Basically, the Group assesses investment projects using the net present value (NPV) index, which calculates the current investment target value from the cash flow during the investment period. We endeavor to prevent impairment from occurring after M&As by further improving NPV through synergies of the Konica Minolta Group.
Return on equity (ROE) is one of the indicators overseas investors place the most importance on when choosing a stock. For this very reason, we believe it is vital to boost our ROE into the double digits at the earliest possible time; especially considering that 45% of Konica Minolta Group shares are currently owned by foreign investors. Adopting IFRS, the ROE for fiscal 2014 was 8.7%, and our target for the Medium Term Business Plan is to achieve a ROE of 10% or more by fiscal 2016. However, we are now striving to achieve this a year earlier, in fiscal 2015.
The calculation for ROE is as follows: ROE = profit ratio x assets turnover x financial leverage. There are a number of ways to increase ROE; however, the Konica Minolta Group is placing greatest emphasis on increasing the profit ratio for the year.
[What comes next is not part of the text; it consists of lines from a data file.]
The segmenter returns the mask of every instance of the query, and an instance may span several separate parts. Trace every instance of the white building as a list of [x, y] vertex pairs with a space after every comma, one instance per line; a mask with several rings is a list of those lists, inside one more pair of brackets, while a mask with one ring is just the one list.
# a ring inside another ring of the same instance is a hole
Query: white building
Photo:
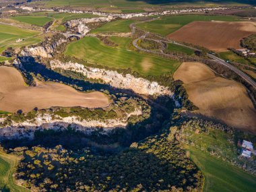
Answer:
[[253, 150], [253, 143], [251, 143], [250, 141], [243, 140], [243, 144], [242, 144], [242, 148], [243, 148], [247, 150], [252, 151]]
[[251, 152], [247, 150], [243, 150], [242, 152], [242, 156], [246, 157], [246, 158], [251, 158]]

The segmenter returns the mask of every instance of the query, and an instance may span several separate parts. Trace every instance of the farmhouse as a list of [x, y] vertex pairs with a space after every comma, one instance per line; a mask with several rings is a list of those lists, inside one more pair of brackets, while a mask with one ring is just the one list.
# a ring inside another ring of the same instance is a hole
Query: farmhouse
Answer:
[[250, 141], [247, 141], [246, 140], [243, 141], [242, 144], [242, 156], [246, 158], [251, 158], [251, 152], [253, 150], [253, 143]]

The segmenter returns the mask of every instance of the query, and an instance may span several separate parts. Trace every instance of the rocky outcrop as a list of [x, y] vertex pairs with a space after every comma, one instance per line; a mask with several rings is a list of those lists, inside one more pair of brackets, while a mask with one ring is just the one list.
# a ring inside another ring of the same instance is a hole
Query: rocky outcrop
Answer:
[[158, 82], [151, 82], [130, 74], [123, 75], [116, 71], [87, 67], [77, 63], [62, 63], [58, 60], [53, 60], [50, 63], [52, 69], [61, 68], [81, 73], [88, 78], [100, 79], [113, 87], [132, 90], [140, 94], [169, 95], [170, 96], [173, 95], [168, 88], [159, 85]]
[[[141, 115], [141, 109], [135, 109], [133, 112], [127, 114], [123, 119], [97, 121], [82, 120], [75, 116], [62, 118], [48, 113], [40, 114], [32, 120], [27, 120], [21, 123], [12, 122], [11, 126], [0, 129], [0, 141], [24, 137], [33, 139], [34, 133], [36, 131], [62, 130], [67, 129], [69, 126], [86, 134], [90, 134], [92, 131], [99, 129], [106, 133], [117, 127], [125, 128], [127, 125], [128, 119], [130, 117]], [[3, 121], [4, 120], [3, 118], [0, 119], [0, 121]]]
[[86, 34], [90, 30], [89, 27], [86, 25], [89, 23], [95, 22], [110, 22], [113, 20], [115, 18], [112, 16], [108, 17], [100, 17], [100, 18], [82, 18], [79, 20], [73, 20], [67, 22], [67, 26], [71, 29], [74, 29], [77, 28], [77, 32], [82, 34]]
[[47, 44], [46, 46], [25, 48], [22, 51], [21, 55], [25, 57], [32, 56], [51, 58], [53, 57], [53, 53], [55, 51], [56, 48], [65, 42], [67, 42], [67, 40], [59, 39], [59, 40], [55, 41], [51, 44]]

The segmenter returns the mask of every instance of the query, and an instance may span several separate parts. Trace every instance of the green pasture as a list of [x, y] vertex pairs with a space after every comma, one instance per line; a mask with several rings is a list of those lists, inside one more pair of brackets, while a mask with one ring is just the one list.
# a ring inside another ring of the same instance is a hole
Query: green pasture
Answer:
[[14, 183], [13, 174], [18, 164], [14, 156], [0, 152], [0, 191], [3, 192], [28, 192], [29, 190]]
[[193, 55], [195, 53], [193, 49], [173, 43], [168, 43], [167, 44], [167, 49], [172, 52], [183, 53], [188, 55]]
[[134, 23], [131, 20], [121, 20], [106, 23], [95, 30], [92, 30], [93, 33], [113, 33], [113, 32], [129, 32], [131, 31], [129, 25]]
[[205, 177], [204, 192], [255, 191], [256, 177], [194, 148], [187, 150]]
[[220, 53], [220, 58], [225, 61], [233, 61], [244, 65], [250, 64], [250, 63], [243, 57], [241, 57], [232, 51]]
[[52, 18], [49, 17], [36, 15], [14, 16], [11, 17], [11, 19], [40, 27], [53, 20]]
[[251, 0], [226, 0], [217, 1], [214, 0], [199, 1], [199, 0], [152, 0], [152, 1], [131, 1], [131, 0], [46, 0], [32, 1], [30, 4], [34, 5], [41, 5], [46, 7], [109, 7], [114, 5], [117, 7], [158, 7], [159, 5], [186, 5], [186, 6], [218, 6], [218, 5], [255, 5]]
[[142, 75], [174, 73], [181, 64], [176, 61], [139, 54], [122, 47], [110, 47], [96, 38], [88, 36], [68, 44], [65, 54], [90, 63], [119, 69], [130, 68]]
[[232, 15], [182, 15], [162, 17], [152, 22], [138, 24], [137, 26], [146, 31], [166, 36], [191, 22], [212, 20], [235, 22], [239, 21], [239, 19]]
[[[9, 46], [20, 48], [22, 46], [38, 43], [42, 39], [41, 36], [38, 36], [39, 33], [32, 30], [0, 24], [0, 53]], [[16, 42], [19, 38], [24, 40]]]

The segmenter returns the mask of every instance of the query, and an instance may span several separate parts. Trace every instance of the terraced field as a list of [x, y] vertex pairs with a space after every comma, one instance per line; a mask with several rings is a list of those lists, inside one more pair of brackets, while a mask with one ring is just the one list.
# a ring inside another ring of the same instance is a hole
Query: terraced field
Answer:
[[195, 21], [239, 21], [236, 16], [203, 15], [183, 15], [162, 17], [160, 20], [150, 22], [138, 24], [137, 26], [143, 30], [160, 35], [166, 36], [183, 26]]
[[32, 16], [32, 15], [26, 15], [26, 16], [15, 16], [11, 18], [13, 20], [15, 20], [17, 21], [21, 22], [28, 23], [32, 25], [38, 26], [43, 26], [46, 23], [53, 20], [52, 18], [45, 16]]
[[18, 158], [0, 152], [0, 191], [3, 192], [29, 192], [23, 187], [14, 183], [12, 177], [18, 164]]
[[[42, 37], [39, 32], [26, 30], [15, 26], [0, 24], [0, 53], [9, 46], [20, 48], [22, 46], [39, 42]], [[19, 38], [23, 41], [16, 42]]]
[[108, 98], [102, 92], [83, 93], [61, 84], [38, 82], [36, 87], [28, 87], [19, 71], [5, 66], [0, 67], [0, 110], [29, 112], [35, 107], [51, 106], [104, 107]]
[[187, 150], [205, 177], [204, 192], [255, 191], [255, 177], [193, 148]]
[[139, 54], [123, 47], [110, 47], [94, 37], [85, 37], [69, 44], [65, 54], [90, 63], [121, 69], [130, 68], [142, 75], [160, 75], [168, 72], [174, 73], [181, 64], [176, 61]]

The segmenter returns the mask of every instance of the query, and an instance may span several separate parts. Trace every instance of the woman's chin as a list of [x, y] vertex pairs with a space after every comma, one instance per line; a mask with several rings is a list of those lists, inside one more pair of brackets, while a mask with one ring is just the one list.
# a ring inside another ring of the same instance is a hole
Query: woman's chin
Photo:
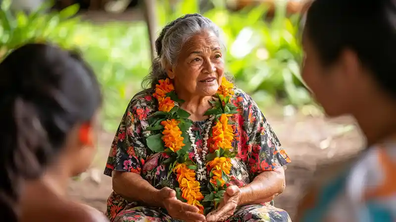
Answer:
[[217, 92], [217, 89], [219, 88], [219, 85], [217, 84], [212, 86], [207, 86], [206, 87], [199, 87], [198, 90], [197, 90], [198, 94], [205, 96], [212, 96]]

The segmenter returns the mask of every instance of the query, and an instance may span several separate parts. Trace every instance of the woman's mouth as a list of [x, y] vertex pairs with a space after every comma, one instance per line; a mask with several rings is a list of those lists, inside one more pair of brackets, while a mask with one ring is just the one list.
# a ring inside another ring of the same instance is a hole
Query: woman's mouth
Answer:
[[209, 83], [213, 82], [215, 80], [216, 78], [215, 77], [208, 77], [206, 79], [202, 79], [202, 80], [199, 80], [199, 82], [203, 83]]

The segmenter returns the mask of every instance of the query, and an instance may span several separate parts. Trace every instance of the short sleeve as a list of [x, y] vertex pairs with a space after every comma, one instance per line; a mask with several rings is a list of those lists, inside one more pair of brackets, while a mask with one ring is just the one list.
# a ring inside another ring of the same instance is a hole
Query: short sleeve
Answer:
[[257, 104], [245, 93], [238, 97], [243, 107], [243, 127], [247, 136], [246, 164], [250, 176], [254, 178], [261, 172], [273, 170], [290, 163], [289, 156]]
[[113, 170], [140, 174], [149, 154], [144, 129], [152, 111], [149, 106], [150, 100], [146, 97], [130, 103], [112, 143], [104, 174], [111, 176]]

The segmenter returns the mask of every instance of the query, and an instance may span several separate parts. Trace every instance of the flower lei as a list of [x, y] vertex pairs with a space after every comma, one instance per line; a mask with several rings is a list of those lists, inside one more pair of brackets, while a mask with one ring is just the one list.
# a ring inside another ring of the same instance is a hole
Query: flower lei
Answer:
[[[205, 113], [210, 121], [206, 123], [201, 159], [191, 128], [193, 121], [188, 118], [190, 114], [179, 106], [184, 101], [177, 98], [169, 79], [159, 80], [159, 83], [153, 94], [158, 101], [158, 111], [150, 116], [146, 129], [154, 133], [147, 139], [148, 147], [170, 157], [163, 163], [169, 166], [168, 176], [172, 172], [176, 174], [178, 199], [198, 207], [203, 214], [204, 209], [216, 209], [223, 198], [229, 180], [231, 159], [236, 154], [232, 150], [235, 130], [229, 120], [237, 112], [230, 102], [234, 85], [223, 77], [215, 100], [211, 102], [213, 108]], [[190, 148], [194, 151], [196, 163], [189, 157]], [[210, 193], [202, 193], [199, 181], [206, 180], [208, 174]]]

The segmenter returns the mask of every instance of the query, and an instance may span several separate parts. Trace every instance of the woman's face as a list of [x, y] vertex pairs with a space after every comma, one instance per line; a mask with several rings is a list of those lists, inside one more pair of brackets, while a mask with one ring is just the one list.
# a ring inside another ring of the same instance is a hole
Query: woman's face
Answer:
[[304, 60], [301, 77], [316, 101], [330, 116], [349, 114], [361, 90], [357, 56], [346, 51], [333, 64], [325, 66], [309, 38], [303, 35]]
[[204, 97], [216, 93], [224, 69], [220, 43], [212, 32], [205, 31], [183, 46], [177, 63], [167, 73], [178, 93]]

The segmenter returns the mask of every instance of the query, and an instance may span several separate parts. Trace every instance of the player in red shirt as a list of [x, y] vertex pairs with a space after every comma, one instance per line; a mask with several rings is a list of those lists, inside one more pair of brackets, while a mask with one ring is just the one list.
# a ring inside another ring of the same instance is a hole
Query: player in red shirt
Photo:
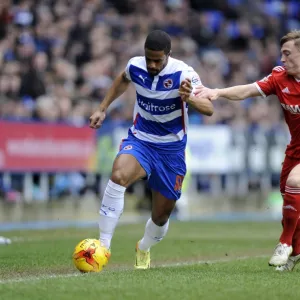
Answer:
[[[292, 271], [300, 262], [300, 30], [289, 32], [280, 40], [283, 66], [275, 67], [272, 73], [252, 84], [224, 89], [209, 89], [198, 86], [196, 97], [216, 100], [243, 100], [249, 97], [277, 95], [291, 134], [282, 166], [280, 191], [283, 196], [283, 231], [270, 266], [279, 271]], [[181, 84], [182, 99], [193, 98], [189, 80]]]

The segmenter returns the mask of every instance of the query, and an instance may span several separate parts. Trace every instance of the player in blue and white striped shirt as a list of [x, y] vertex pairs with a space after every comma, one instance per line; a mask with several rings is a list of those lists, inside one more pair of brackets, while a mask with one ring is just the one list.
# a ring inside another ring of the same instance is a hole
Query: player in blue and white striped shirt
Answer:
[[145, 41], [145, 56], [129, 60], [126, 69], [113, 82], [99, 109], [90, 118], [97, 129], [108, 106], [132, 82], [136, 89], [133, 126], [123, 140], [106, 187], [100, 209], [100, 242], [110, 249], [111, 239], [124, 208], [126, 188], [147, 178], [152, 189], [152, 215], [143, 238], [136, 245], [136, 269], [150, 267], [150, 248], [166, 235], [169, 217], [180, 198], [186, 173], [188, 104], [198, 112], [212, 115], [208, 99], [190, 97], [183, 102], [181, 82], [201, 84], [198, 74], [184, 62], [170, 57], [171, 39], [161, 30], [152, 31]]

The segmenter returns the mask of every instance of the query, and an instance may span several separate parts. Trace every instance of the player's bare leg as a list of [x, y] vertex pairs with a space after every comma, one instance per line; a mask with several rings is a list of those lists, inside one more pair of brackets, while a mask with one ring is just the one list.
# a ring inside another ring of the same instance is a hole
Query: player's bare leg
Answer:
[[120, 154], [115, 159], [100, 208], [100, 242], [106, 248], [110, 248], [112, 236], [123, 212], [126, 188], [145, 176], [145, 170], [134, 156]]
[[143, 238], [136, 245], [136, 269], [150, 268], [150, 248], [159, 243], [167, 234], [169, 218], [175, 201], [152, 190], [152, 214], [147, 221]]
[[269, 261], [271, 266], [285, 265], [293, 252], [293, 237], [300, 217], [300, 164], [292, 169], [287, 178], [283, 199], [283, 231]]

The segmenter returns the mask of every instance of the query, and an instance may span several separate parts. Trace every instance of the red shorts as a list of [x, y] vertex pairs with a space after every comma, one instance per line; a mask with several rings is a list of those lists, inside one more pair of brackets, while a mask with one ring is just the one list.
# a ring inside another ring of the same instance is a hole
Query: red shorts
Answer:
[[285, 185], [290, 172], [296, 165], [300, 164], [300, 158], [292, 158], [285, 156], [284, 162], [282, 163], [281, 175], [280, 175], [280, 192], [285, 193]]

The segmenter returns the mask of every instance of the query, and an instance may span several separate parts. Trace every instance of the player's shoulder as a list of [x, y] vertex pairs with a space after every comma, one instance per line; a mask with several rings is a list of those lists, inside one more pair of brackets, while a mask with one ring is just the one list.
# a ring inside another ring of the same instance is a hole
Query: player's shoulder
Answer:
[[128, 65], [133, 65], [140, 68], [145, 67], [145, 56], [134, 56], [130, 58], [128, 61]]
[[274, 77], [285, 77], [287, 75], [285, 68], [282, 66], [274, 67], [271, 74]]

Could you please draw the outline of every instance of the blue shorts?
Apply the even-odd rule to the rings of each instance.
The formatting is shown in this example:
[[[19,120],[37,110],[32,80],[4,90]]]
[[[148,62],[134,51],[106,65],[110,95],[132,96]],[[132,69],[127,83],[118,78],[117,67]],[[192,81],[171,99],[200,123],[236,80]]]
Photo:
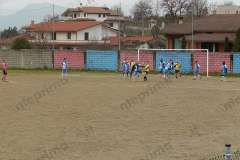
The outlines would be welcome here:
[[[200,71],[194,71],[193,74],[194,74],[195,76],[197,76],[197,75],[200,74]]]
[[[63,74],[67,74],[67,69],[62,69]]]
[[[134,76],[138,76],[138,75],[139,75],[139,72],[138,72],[138,71],[134,71],[134,72],[133,72],[133,75],[134,75]]]
[[[164,73],[164,69],[163,68],[160,68],[160,73]]]

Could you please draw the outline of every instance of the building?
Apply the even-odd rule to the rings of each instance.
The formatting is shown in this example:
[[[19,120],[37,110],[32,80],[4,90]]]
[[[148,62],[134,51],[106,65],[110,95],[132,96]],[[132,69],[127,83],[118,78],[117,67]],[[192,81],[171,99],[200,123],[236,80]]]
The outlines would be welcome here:
[[[228,39],[233,45],[237,30],[240,28],[240,15],[210,15],[194,21],[194,49],[209,49],[211,52],[224,52]],[[168,24],[162,31],[167,37],[167,48],[192,48],[192,24]]]
[[[107,7],[77,7],[69,8],[63,14],[63,17],[70,20],[93,19],[99,22],[105,22],[114,29],[120,29],[120,22],[125,18]]]
[[[215,14],[240,14],[240,6],[233,3],[225,3],[217,6]]]
[[[118,36],[118,30],[94,20],[32,23],[25,29],[34,37],[31,43],[60,49],[110,44],[105,39]]]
We have implemented various initiatives such as raising employee awareness and revising assessment systems in order to increase profit for the year. As one of the employee key performance indicators (KPIs) or key goal indicators (KGIs), the Konica Minolta Group places special importance on contributing to operating profit. However, now that we have adopted IFRS, profit such as non-operating profit and extraordinary income and loss other than finance income and loss are also incorporated. This has made it difficult to assess performance and achievement of targets using operating profit alone. Meanwhile, profit for the year is an important indicator that has a direct impact on ROE. Accordingly, we must raise employee awareness of corporate goals and steadily increase profit for the year from now on. However, it is difficult for employees in the field to determine what is required in order to increase profit for the year. This is why we believe it is necessary to establish KPIs and KGIs, which break things down in more detail and provide all employees with a concrete code of conduct.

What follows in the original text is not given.